Company president Glenn Hickman said it’s not that he particularly wants new state regulation of how he does business.

But he said the potential alternative is worse: the threat of an initiative by the Humane Society of the United States which, if approved by voters, would mandate cage-free production — and on a much more aggressive schedule. (The Humane Society of the United States is unrelated to local humane societies.)

“We don’t want to see a proposition come to this state and leave us out of the process,” Hickman said.

This is not a far-fetched possibility, he said.

His prime exhibit was a 2006 ballot measure pushed by the Humane Society of the U.S. that outlawed the use of “gestation crates” to confine calves and pigs.

Hickman called it just “pure luck” that his laying hens weren’t part of that successful initiative.

Kellye Pinkleton, Humane Society of the U.S. senior state director, said Hickman’s concerns are not misplaced. She told Capitol Media Services her organization worked with Hickman’s firm to come up with this compromise.
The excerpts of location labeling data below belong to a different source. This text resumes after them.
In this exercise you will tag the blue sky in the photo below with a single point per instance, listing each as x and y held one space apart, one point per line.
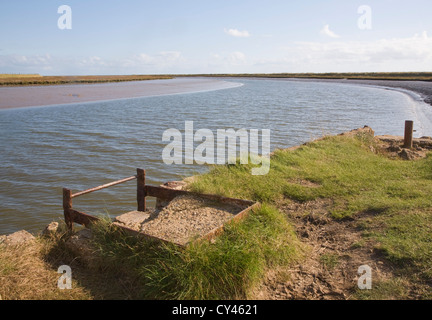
224 36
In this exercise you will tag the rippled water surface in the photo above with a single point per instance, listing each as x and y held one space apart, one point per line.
84 145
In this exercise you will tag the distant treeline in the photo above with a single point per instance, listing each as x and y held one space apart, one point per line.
35 79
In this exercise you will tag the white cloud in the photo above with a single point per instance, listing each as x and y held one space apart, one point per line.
327 32
237 33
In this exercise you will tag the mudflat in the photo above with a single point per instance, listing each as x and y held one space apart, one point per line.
30 96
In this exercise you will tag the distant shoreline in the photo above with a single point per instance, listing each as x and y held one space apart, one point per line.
14 97
419 83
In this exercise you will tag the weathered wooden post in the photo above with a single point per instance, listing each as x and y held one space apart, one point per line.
67 206
408 139
141 194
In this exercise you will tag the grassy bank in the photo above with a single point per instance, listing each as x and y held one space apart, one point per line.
411 76
333 183
27 80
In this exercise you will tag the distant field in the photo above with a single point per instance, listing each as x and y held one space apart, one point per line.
35 79
413 76
16 76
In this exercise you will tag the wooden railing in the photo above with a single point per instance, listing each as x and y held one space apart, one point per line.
159 192
72 215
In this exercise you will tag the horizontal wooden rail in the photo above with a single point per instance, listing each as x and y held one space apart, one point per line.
103 186
72 215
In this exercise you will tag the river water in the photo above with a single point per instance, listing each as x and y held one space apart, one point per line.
86 144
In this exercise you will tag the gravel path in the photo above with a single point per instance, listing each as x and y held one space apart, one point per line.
186 217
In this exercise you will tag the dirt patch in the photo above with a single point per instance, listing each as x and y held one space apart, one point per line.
392 147
330 269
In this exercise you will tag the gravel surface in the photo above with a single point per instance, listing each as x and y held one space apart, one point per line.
186 217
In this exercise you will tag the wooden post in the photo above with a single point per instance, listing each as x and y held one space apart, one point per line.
141 193
409 128
67 206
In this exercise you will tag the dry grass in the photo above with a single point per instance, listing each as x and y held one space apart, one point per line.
25 275
24 80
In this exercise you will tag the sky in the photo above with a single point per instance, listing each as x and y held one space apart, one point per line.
110 37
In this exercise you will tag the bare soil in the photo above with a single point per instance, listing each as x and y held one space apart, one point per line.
336 250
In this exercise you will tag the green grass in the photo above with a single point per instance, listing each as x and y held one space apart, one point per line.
341 168
228 268
390 198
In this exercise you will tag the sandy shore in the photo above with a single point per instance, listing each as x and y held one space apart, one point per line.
32 96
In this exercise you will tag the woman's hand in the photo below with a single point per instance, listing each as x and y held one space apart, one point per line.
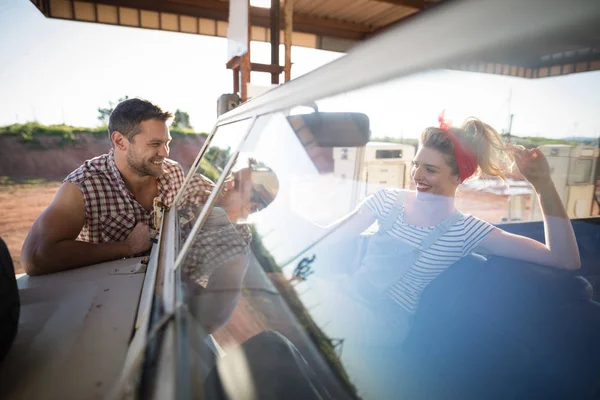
533 165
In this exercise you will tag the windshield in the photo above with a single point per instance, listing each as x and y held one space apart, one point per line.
275 252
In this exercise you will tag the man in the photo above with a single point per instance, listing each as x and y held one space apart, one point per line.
103 210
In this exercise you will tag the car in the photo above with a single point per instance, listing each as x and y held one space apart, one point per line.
233 302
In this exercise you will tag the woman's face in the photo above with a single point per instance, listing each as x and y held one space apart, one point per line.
432 175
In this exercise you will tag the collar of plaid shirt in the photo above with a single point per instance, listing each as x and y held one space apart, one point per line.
166 190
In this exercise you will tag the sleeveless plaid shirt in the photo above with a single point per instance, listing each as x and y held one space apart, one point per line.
111 211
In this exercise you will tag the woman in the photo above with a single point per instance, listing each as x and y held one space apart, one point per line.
421 233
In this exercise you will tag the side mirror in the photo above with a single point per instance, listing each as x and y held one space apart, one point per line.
334 129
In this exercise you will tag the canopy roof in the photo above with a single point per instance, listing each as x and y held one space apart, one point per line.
336 25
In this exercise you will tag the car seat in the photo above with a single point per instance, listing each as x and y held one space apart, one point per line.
9 301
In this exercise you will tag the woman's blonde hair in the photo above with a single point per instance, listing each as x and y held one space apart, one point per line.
492 157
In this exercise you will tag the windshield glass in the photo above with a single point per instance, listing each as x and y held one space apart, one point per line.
281 262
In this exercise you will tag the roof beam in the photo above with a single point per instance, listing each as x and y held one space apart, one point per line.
219 10
418 4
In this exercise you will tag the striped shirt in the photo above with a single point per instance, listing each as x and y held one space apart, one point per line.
458 242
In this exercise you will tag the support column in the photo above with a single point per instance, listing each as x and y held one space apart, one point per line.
288 13
245 67
275 28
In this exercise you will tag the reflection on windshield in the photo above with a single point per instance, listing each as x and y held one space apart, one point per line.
206 173
275 266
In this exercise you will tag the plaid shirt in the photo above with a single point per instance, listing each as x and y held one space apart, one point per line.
111 211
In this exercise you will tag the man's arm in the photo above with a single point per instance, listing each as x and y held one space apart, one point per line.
50 245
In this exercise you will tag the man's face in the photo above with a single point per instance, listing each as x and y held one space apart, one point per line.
148 149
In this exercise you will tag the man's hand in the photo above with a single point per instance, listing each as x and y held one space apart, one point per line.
139 240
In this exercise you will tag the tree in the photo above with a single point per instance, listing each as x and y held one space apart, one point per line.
181 120
104 113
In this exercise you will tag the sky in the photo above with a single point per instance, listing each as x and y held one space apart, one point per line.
54 71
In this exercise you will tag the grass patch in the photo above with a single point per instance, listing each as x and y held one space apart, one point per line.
31 132
7 180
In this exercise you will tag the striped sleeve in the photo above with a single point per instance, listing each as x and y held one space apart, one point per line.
475 230
380 203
“And if this bill were to become law, we would have no interest in pursuing new Arizona legislation regarding egg-laying hens,” she said.

“This is a truce,” said Hickman’s lobbyist Joe Sigg.

Rep. Travis Grantham, R-Gilbert, wasn’t buying it. He had a warning for Hickman and others who are backing the bill based on promises of the Humane Society.

“It’s very dangerous for us to cow to an organization that is not going to stop, by trying to insert into law their demands and then hope they go away,” he said.

Grantham also worried about costs to consumers.

Hickman told lawmakers the price is set by retailers. But during a committee hearing he provided no specifics on the price difference he charges retailers between cage-free and other eggs.

Rep. Gerae Peten, D-Goodyear, said she feared the law would create a de facto duopoly for Hickman’s and Rose Acre Farms with the prohibition against the sale of eggs from caged hens.

But Hickman said eggs “travel very well” and out-of-state operations with cage-free operations would remain free to ship their eggs here.

Small egg producers — those with fewer than 3,000 hens — would be locked out of the Arizona commercial market unless they went cage-free.

While they would be exempt from the requirement for cage-free operations, they would not be able to sell their eggs to commercial groceries if they didn’t go cage-free.

McGuire, the farm bureau lobbyist, took issue with the whole premise that cage-free hens are happier hens.

She said conventional cages “make sure that chickens are safe and healthy.” She argued that the mortality rate among cage-free hens is twice that of those confined to cages.